Doğayla barışık yaşamamanın sıkıntısını çekiyoruz. İklim değişikliği ve kuraklık ülkemizi de tehdit etmeye başlıyor. Aşırı sıcaklık ve su kaynaklarımızın tükenmeye başlaması, gelecek için tedbirler almamız adına bizi uyarıyor. Daha çok maden için, daha çok döviz gelecek diye akciğerlerimiz, ormanlarımız yok ediliyor, sağlık kaynağı zeytinliklerimiz yok ediliyor. Ne yazık ki ne kadar mücadele edilse de doğal kaynaklarımızı, ormanlarımızı, zeytinliklerimizi kaybediyoruz. Bir Kızılderili atasözünü tekrar hatırlatmak istiyorum. “Yeryüzü, bize atalarımızdan miras kalmadı, çocuklarımızdan ödünç aldık.” Bizler de doğayı miras olarak düşünmeyip, koruyarak, geliştirerek geleceğe, çocuklarımıza ulaştırmak zorundayız.

2022 yılını ekonomik anlamda kötü geçirdik, ne yazık ki acı reçeteyi biz çekmek zorunda kaldık ve uzun sürede çekeceğiz görünüyor. Yüksek enflasyon, rekor kıran dolar kuru ile cari açık ve dış ticaret açığı büyümeye devam ediyor. Açıklanan Orta Vadeli Plan’da ilaç ve sağlıkla ilgili

  • “Akılcı ilaç kullanımı teşvik edilerek, ilaç ve tedavi harcamalarını rasyonelleştirecek tedbirler alınacaktır.
  • Devlet Malzeme Ofisi ile birlikte Sağlık Market uygulamasının kapsamı genişletilerek ilaç ve medikal malzeme tedarik zinciri daha da güçlendirilecektir.
  • Sağlık hizmetlerinin geri ödemesinde risk analizini ve hizmet sunucularının davranışlarını dikkate alan denetim modelleri geliştirecektir.
  • Sağlık hizmetlerinin finansmanında değer bazlı geri ödeme yöntemlerinin kullanılması sağlanacak, ödenen ilaç ve tedavilere yönelik düzenli aralıklarla geriye dönük analizler yapılarak ödeme listelerinin etkinliği arttırılacaktır.” Maddeleri önümüzdeki süreçte tasarruflar, tedbirler ve denetimlerin olacağını haberdar etmektedir.

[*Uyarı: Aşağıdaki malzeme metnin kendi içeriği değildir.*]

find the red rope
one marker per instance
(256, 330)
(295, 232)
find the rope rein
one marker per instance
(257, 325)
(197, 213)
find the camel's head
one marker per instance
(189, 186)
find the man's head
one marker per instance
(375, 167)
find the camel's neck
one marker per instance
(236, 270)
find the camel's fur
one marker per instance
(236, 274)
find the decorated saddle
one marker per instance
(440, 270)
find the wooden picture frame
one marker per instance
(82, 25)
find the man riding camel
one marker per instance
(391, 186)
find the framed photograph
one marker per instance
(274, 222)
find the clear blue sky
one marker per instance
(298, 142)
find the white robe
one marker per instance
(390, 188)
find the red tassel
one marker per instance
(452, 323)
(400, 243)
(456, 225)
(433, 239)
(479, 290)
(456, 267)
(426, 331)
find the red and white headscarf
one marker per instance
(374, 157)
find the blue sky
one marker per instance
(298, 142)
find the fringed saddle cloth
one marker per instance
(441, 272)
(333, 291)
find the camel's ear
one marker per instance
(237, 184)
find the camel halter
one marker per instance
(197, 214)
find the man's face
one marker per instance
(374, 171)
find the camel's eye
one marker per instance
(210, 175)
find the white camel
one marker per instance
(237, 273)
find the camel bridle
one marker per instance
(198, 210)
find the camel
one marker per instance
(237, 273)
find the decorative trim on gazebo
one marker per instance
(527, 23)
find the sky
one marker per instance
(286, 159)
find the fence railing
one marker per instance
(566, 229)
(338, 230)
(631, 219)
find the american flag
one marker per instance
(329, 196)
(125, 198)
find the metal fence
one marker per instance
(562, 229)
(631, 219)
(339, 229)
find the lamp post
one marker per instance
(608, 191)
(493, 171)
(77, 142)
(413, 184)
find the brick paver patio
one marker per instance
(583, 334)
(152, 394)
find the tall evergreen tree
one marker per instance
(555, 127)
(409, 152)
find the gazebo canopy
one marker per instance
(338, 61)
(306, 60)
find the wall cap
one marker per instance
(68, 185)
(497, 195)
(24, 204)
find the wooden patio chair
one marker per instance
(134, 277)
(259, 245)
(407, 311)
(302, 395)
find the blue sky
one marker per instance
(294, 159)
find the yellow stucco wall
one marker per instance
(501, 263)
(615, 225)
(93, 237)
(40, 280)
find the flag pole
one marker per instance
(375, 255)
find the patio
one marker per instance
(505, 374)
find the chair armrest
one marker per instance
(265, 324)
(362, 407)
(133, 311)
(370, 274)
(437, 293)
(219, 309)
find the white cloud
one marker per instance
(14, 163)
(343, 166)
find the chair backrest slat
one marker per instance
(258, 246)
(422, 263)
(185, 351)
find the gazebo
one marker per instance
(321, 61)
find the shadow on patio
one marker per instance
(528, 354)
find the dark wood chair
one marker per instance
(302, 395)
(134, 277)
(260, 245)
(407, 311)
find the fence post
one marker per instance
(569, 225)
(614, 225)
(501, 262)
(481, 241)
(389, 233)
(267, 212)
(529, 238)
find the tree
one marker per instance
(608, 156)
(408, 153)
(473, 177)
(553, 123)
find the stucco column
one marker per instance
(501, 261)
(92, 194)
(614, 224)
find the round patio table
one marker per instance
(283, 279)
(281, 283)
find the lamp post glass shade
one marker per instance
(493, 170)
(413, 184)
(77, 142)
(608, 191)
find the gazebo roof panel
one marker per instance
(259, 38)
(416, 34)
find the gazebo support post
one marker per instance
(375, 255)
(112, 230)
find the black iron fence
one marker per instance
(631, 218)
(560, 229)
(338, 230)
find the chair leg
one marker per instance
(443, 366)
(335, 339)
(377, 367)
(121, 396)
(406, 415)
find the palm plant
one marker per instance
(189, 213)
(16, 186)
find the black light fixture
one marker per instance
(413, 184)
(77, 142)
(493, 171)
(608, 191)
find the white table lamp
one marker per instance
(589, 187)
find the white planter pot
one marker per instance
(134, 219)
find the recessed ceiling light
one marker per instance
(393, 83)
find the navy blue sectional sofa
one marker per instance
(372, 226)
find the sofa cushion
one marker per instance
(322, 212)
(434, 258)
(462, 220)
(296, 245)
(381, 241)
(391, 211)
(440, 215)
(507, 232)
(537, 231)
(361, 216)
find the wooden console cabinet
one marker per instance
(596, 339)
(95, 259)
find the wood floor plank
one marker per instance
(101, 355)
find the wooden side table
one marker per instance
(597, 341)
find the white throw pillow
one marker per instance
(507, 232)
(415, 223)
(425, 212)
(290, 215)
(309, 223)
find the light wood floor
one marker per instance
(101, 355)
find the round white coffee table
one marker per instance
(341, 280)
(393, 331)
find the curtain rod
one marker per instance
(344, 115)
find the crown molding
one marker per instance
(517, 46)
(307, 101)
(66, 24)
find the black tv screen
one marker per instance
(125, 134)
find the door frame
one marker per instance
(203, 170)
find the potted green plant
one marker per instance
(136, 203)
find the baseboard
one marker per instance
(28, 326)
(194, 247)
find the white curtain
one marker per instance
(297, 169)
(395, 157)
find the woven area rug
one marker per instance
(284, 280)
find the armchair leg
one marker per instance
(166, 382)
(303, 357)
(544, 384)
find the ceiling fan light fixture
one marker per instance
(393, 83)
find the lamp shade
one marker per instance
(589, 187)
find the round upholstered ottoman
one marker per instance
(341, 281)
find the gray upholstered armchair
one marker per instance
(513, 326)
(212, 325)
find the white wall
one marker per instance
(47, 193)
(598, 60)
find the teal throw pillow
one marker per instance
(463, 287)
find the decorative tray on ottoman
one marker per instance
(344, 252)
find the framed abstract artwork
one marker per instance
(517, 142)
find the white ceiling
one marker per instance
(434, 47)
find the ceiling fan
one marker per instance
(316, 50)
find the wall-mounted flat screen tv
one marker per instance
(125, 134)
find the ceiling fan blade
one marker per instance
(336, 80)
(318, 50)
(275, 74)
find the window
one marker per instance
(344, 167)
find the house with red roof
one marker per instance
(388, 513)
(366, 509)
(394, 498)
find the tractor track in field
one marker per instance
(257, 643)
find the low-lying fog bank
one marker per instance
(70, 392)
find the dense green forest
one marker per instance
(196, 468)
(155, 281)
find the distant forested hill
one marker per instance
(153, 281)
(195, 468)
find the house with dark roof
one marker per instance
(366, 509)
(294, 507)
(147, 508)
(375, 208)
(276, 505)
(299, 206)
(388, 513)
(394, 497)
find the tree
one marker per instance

Geçtiğimiz yıl, mesleğimizin içinde bulunduğu artık katlanılamaz boyutlara ulaşan ekonomik darboğaz ve yaşadığımız hak kayıpları nedeniyle eylemlilik sürecine girmiştik. Mevcut koşullar altında ilaç ve eczacılık hizmetlerimizin sürdürülemeyeceğini tüm kamuoyuna aktardık. “Eczacıya hak ettiği değer verilmelidir” amacıyla yola çıktığımız süreçte 16 Ekim’de Ankara’da düzenleyeceğimiz Büyük Eczacı Mitingi, Bartın Amasra’da yaşanan maden faciası nedeniyle 27 Kasım 2022’ye ertelenmişti.

  • İlaç Fiyat Kararnamesinde yapılacak kar oranı ve barem artışlarının enflasyon, ilaç fiyat artışları ve yeniden değerlendirme oranı gibi bir standarda bağlanarak güncellenmelerin yapılacağı yeni bir model oluşturulması,
  • Sosyal Güvenlik Kurumu ile yapılan İlaç Alım Protokolünde gerçekçi iyileştirmeler yapılması,
  • Kamuda görev yapan meslektaşlarımızın çalışma koşulları ve özlük haklarında hakkaniyetli düzenlemeler gerçekleştirilmesi,
  • Hastalarımızın cebini yakan yüksek fiyat farklarının kaldırılması,
  • İlaç yokluklarına son verilmesi,
  • Kontrolsüz açılan Eczacılık Fakültesi açılmasına son verilmesi
  • eczacılara meslek hakkı verilmesi taleplerimizi haykırmak üzere Adana Eczacı Odası olarak bizlerde yüzlerce meslektaşımız otobüslerle ve özel araçları ile yaşanan haksızlıklara “Dur Demek” için Büyük Eczacı Mitingindeydik.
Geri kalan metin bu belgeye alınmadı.